Angie Kemp, director of the Alaska Department of Law’s criminal division, said in an interview Tuesday that thanks to the change, the department will gain three prosecutors who had been hired by the department but scored below the cutoff when they took the bar exam in July.
“So immediately, we’re going to see a positive increase there just by virtue of the change,” said Kemp.
In the recruitment process, Kemp said applicants regularly commented on the high bar score requirement.
“It creates somewhat of a disincentive for folks who in most cases uproot their lives to move to Alaska,” said Kemp.
Cherot announced earlier this month that the Public Defender Agency would not take on new clients facing serious felony charges in the Nome and Bethel courts due to a lack of experienced public defenders in those office.
Since making the announcement, the agency was appointed to one serious felony case in Bethel but was able to find a contract attorney to take it on, Cherot said in an email Tuesday.
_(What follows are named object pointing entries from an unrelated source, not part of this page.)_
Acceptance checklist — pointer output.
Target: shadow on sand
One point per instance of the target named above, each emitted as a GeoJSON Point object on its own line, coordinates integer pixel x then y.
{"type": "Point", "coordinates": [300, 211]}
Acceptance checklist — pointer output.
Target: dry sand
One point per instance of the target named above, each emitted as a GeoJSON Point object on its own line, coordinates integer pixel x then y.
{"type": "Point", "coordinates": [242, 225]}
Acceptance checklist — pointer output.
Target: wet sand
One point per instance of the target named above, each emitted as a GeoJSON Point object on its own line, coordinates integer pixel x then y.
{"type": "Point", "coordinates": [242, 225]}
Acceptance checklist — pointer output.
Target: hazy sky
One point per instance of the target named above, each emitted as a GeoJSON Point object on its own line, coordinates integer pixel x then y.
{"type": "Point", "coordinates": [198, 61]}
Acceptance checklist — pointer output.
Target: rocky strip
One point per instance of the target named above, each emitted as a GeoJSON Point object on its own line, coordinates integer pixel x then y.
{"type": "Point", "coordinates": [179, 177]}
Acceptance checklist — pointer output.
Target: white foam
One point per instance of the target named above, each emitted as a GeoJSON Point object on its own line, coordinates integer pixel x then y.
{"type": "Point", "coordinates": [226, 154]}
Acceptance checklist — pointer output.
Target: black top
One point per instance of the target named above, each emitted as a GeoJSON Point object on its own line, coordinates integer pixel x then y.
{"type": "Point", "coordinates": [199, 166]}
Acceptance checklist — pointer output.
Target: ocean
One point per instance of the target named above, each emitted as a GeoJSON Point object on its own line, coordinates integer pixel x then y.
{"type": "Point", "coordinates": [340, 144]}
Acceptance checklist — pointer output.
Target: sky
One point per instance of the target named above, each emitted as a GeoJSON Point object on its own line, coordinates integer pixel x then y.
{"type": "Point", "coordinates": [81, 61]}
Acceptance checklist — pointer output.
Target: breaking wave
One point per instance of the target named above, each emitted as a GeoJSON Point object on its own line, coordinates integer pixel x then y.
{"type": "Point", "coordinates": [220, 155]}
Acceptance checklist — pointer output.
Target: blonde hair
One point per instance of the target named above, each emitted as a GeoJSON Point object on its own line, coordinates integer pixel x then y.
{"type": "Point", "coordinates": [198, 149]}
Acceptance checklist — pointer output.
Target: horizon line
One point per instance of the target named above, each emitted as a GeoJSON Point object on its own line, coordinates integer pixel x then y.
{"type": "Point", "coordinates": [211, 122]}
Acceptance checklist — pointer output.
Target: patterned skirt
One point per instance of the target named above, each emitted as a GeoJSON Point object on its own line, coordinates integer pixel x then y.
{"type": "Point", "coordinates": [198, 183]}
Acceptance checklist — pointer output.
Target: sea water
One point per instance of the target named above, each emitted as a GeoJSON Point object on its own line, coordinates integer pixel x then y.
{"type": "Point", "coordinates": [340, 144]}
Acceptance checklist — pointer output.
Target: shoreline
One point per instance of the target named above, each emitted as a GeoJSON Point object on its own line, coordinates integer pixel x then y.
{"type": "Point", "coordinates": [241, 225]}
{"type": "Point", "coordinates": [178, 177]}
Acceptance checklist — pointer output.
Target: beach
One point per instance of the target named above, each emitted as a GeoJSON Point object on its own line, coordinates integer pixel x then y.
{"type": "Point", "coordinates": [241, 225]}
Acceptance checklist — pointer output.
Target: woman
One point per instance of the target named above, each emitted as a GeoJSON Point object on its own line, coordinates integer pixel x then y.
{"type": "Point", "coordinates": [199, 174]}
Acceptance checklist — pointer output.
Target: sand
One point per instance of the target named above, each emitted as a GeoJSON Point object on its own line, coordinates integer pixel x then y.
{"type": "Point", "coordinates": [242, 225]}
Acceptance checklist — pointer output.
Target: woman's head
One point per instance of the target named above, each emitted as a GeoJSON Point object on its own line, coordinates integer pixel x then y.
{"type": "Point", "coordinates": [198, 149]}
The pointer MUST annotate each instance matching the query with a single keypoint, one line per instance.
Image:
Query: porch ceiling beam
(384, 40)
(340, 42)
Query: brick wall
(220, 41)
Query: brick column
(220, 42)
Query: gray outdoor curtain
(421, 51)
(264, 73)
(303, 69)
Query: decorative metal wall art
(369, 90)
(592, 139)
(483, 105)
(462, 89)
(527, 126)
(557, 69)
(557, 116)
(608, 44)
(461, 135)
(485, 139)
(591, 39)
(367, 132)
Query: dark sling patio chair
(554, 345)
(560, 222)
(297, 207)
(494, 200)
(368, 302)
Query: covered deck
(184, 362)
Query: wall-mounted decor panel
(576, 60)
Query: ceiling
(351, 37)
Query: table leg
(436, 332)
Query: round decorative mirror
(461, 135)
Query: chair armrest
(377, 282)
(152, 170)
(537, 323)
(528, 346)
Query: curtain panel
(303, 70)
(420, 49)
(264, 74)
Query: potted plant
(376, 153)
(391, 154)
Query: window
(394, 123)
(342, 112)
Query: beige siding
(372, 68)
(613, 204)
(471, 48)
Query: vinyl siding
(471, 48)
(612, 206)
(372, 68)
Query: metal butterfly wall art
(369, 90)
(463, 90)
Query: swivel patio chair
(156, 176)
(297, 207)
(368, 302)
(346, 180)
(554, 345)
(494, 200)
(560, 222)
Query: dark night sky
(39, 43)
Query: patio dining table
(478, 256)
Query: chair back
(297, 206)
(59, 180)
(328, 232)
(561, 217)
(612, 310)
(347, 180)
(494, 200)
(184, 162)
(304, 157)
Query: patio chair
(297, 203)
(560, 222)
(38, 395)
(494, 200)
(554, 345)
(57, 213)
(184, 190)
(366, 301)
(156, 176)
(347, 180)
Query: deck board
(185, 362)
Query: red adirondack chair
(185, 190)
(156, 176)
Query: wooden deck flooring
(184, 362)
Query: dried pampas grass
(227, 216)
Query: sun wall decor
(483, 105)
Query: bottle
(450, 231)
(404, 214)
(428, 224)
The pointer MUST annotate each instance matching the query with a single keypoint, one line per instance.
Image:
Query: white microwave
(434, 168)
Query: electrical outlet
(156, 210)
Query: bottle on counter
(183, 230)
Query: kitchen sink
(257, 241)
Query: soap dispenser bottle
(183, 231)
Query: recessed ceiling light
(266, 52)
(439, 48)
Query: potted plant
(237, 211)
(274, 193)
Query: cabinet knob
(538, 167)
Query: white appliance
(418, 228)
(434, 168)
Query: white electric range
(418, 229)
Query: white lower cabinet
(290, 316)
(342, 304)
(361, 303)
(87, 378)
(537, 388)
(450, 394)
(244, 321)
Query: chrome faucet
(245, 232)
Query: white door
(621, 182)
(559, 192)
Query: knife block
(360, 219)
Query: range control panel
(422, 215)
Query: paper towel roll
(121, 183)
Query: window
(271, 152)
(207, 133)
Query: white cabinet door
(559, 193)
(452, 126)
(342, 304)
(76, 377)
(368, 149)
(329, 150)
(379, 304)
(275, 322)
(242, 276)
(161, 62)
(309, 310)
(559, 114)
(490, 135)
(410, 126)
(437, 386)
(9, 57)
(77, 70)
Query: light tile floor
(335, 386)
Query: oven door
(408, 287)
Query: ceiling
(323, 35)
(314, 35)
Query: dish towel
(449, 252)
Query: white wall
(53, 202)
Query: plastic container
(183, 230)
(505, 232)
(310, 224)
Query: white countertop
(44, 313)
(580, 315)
The agency has not yet been appointed to any serious felony cases in Nome since announcing the staff shortage, Cherot said.
The public defender agency has received some applications for the vacancies in Nome and Bethel, but has not yet filled the positions in a way that would allow them to take on new clients, according to Cherot.
Wildland said the change is “going to be a big, positive impact for Alaskans” and that the Public Defender Agency and the Department of Law would likely be some of the agencies “most immediately affected.”